Fashionable dogma. Religious zealotry. We're bigger than that. (This blog is written by Candian journalist Donna Laframboise)
A research paper doesn’t talk about increased crop damage by insects. But as occurred in the Himalayan glacier incident, the erroneous claim remains in the about-to-be released report.
In a few weeks, the Intergovernmental Panel on Climate Change (IPCC) will release its Working Group 2 report. Chapter 7 is called Food Security and Food Production Systems. A leaked copy can be downloaded here.
On page 23, we ‘re told that:
there is a tendency for risk of insect damage to plants to increase [as temperatures rise].
Two pieces of evidence are cited for this statement. One, a paper authored by Matthew Paulson plus three co-authors, was published in 2009. It’s available online and appears to backup the IPCC’s claim. Kind of.
Its conclusions involve no real-world data. Instead, this paper is about speculative, theoretical prediction. The phrase “we speculate” appears in the abstract. The authors say their mathematical model implies that certain conditions will become more likely. Which “could have profound implications for pest management during future climatic warming.” Not exactly persuasive evidence that the damage insects do to crops will increase significantly.
The other study cited by the IPCC is even more problematic. Written by Curtis Deutsch and six others, it was published in 2008. The full text is also online. The authors say they’ve combined “empirical fitness curves” with “projected geographical distribution of climate change for the next century” and have concluded that insects living in the tropics may suffer more from global warming than insects that live in cooler locales.
Are crops discussed? No. Plants generally? Nope. Damage inflicted by insects? Not a word about any of these matters appears in that study. It does not, therefore, backup the IPCC’s claim that “insect damage to plants” will increase along with temperature.
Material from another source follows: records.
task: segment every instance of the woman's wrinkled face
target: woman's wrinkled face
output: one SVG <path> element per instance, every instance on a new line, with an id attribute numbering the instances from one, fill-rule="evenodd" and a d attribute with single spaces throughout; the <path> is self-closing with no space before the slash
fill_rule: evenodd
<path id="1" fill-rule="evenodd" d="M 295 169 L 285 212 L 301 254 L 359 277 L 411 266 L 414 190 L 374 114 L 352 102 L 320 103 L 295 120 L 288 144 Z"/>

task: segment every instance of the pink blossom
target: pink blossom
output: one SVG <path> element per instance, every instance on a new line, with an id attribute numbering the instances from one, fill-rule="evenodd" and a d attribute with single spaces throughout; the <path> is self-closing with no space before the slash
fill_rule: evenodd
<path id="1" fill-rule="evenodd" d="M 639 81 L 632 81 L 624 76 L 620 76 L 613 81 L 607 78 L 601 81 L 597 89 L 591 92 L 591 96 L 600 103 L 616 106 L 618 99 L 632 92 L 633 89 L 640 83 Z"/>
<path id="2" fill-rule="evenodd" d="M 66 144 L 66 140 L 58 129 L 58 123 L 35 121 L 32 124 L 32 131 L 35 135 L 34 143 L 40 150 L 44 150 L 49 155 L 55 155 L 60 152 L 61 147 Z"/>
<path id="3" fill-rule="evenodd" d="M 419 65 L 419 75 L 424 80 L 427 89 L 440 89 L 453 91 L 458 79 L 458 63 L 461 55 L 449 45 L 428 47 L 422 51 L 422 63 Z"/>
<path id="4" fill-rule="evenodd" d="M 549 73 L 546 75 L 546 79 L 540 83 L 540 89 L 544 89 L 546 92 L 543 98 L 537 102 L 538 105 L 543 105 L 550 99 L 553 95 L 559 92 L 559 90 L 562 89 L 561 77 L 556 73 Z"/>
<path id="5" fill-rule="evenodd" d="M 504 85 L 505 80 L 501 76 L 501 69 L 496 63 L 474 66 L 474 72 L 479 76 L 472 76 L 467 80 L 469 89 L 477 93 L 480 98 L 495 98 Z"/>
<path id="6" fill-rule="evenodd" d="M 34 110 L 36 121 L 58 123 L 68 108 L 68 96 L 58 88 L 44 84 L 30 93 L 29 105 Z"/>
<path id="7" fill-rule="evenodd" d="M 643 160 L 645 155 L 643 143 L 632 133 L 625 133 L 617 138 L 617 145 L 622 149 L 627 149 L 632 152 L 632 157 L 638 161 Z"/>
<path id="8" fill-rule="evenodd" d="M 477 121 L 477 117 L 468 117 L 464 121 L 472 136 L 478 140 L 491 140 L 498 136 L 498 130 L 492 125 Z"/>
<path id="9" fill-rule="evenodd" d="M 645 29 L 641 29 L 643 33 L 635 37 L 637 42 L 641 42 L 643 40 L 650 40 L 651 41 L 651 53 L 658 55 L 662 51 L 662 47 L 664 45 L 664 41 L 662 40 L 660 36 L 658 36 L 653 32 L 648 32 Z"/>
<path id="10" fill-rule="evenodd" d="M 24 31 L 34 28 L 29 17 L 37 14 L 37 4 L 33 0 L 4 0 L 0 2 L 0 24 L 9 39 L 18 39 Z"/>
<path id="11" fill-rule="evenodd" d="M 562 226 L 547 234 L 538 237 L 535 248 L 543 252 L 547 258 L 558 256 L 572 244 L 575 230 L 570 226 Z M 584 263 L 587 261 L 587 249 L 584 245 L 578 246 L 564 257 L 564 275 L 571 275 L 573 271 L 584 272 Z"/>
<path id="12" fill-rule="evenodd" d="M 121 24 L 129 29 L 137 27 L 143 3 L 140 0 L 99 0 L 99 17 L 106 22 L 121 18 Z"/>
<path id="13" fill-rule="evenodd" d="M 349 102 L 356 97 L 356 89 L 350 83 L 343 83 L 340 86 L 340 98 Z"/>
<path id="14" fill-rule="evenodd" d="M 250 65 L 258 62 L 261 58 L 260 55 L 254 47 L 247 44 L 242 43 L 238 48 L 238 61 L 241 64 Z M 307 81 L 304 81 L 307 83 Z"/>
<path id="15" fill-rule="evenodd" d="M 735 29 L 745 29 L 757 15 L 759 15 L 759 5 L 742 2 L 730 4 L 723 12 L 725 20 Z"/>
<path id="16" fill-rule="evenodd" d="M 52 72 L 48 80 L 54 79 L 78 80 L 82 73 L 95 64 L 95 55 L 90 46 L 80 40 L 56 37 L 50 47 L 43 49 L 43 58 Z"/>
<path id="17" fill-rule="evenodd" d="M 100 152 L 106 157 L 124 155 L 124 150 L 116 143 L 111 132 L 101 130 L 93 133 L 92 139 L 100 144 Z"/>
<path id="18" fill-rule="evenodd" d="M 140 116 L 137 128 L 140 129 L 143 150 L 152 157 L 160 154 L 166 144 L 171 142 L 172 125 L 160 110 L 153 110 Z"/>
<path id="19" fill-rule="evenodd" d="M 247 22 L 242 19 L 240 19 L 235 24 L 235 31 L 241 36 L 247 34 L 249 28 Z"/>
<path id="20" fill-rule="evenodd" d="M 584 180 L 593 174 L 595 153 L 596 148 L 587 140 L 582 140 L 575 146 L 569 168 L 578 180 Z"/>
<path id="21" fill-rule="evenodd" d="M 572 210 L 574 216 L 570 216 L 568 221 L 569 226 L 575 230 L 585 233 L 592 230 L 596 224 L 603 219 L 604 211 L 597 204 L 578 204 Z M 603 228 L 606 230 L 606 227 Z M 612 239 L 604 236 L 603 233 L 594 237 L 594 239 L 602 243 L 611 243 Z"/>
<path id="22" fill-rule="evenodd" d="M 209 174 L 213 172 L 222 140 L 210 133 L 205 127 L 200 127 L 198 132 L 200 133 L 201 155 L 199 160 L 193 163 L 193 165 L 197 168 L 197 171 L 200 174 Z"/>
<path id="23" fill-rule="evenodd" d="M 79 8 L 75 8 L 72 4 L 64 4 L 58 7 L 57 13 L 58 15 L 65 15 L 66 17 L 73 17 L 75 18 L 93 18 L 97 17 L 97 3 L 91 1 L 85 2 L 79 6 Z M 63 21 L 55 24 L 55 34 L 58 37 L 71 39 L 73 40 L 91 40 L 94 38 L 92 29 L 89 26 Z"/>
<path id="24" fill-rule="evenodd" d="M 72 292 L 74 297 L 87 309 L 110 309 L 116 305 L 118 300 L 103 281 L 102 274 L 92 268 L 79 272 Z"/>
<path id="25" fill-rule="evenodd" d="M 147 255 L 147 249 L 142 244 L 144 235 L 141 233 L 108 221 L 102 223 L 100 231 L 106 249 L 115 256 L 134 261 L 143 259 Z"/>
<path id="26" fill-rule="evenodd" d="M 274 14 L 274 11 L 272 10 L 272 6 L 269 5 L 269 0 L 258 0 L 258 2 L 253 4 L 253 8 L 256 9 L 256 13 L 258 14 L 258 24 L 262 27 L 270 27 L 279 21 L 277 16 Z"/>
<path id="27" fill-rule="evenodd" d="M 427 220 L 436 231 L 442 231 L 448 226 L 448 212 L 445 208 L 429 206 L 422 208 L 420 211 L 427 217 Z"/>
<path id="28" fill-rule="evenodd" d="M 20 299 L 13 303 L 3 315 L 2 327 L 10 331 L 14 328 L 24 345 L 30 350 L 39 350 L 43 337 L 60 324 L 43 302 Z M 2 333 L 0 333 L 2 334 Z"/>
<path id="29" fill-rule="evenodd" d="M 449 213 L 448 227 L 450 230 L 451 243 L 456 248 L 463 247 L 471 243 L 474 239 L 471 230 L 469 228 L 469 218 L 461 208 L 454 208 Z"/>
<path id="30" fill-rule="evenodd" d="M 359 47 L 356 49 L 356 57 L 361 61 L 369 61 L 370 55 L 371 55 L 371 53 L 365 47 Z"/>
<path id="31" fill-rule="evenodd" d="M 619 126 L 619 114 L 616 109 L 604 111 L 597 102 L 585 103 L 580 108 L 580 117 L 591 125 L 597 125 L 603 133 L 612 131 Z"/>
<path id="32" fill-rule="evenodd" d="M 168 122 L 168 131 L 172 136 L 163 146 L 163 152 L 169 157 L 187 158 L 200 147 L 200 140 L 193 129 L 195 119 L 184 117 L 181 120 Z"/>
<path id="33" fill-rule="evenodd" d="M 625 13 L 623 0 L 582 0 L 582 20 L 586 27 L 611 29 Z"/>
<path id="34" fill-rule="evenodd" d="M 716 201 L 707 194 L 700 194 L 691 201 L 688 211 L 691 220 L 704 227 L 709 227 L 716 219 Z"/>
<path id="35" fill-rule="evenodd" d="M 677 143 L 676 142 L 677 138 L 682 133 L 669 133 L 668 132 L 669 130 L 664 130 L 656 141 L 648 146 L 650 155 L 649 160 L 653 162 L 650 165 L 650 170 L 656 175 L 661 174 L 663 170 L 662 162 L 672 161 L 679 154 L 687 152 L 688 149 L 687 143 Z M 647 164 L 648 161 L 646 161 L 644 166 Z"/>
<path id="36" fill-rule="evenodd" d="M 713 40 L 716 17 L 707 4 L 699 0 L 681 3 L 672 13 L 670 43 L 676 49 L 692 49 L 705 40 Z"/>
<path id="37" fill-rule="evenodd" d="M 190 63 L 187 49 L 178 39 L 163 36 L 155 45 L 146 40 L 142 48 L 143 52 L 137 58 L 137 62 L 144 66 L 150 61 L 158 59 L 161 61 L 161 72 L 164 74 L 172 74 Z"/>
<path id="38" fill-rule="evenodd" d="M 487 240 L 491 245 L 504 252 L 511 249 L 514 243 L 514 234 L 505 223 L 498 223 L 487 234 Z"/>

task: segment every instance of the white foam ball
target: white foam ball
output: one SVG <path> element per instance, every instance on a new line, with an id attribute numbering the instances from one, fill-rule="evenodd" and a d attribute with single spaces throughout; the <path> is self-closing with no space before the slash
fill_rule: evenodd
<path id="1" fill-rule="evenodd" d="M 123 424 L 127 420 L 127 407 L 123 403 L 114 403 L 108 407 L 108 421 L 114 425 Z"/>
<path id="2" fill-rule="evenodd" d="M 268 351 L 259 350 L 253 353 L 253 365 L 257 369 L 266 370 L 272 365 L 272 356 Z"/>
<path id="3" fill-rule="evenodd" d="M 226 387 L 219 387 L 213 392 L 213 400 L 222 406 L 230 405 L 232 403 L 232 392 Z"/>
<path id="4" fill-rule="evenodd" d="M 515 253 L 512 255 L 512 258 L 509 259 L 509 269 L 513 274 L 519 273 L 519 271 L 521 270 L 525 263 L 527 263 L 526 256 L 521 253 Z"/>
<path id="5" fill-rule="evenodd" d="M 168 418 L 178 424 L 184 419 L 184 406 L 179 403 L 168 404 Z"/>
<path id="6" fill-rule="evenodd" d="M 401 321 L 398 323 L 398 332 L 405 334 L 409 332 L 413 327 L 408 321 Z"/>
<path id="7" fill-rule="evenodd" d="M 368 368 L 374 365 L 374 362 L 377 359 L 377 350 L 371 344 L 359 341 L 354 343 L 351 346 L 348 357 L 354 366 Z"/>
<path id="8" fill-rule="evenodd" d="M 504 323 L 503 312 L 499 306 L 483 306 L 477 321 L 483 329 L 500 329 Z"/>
What’s remarkable is that a representative of the government of The Netherlands pointed this out to the IPCC last year. Comment #494 may be seen at the bottom of page 42 of this collection of comments submitted during the second round of external review that took place between March and May 2013.
Comment #494 was then highlighted by one of Chapter 7’s Review Editors, Kaija Hakala, who quoted it verbatim a few months later:
“The Deutsch 2008 paper does not consider the effect of climate change on insect damage to plants, and is thus inappropriate as a reference to this statement.” [bold added by Hakala; see p. 2 here]
But the IPCC Chapter 7 authors chose to ignore these warnings. So the erroneous citation remains in the Final Draft of their contribution to the Working Group 2 report.
If you’re experiencing déjà vu, welcome to the club. Back in 2007, Working Group 2 was responsible for the embarrassing Himalayan glacier error. A 2010 report concluded that this debacle could have been avoided entirely had the IPCC merely listened to its own reviewers.
Then, just as now, the mistake was noticed. Then, just as now, “the authors did not change the text.”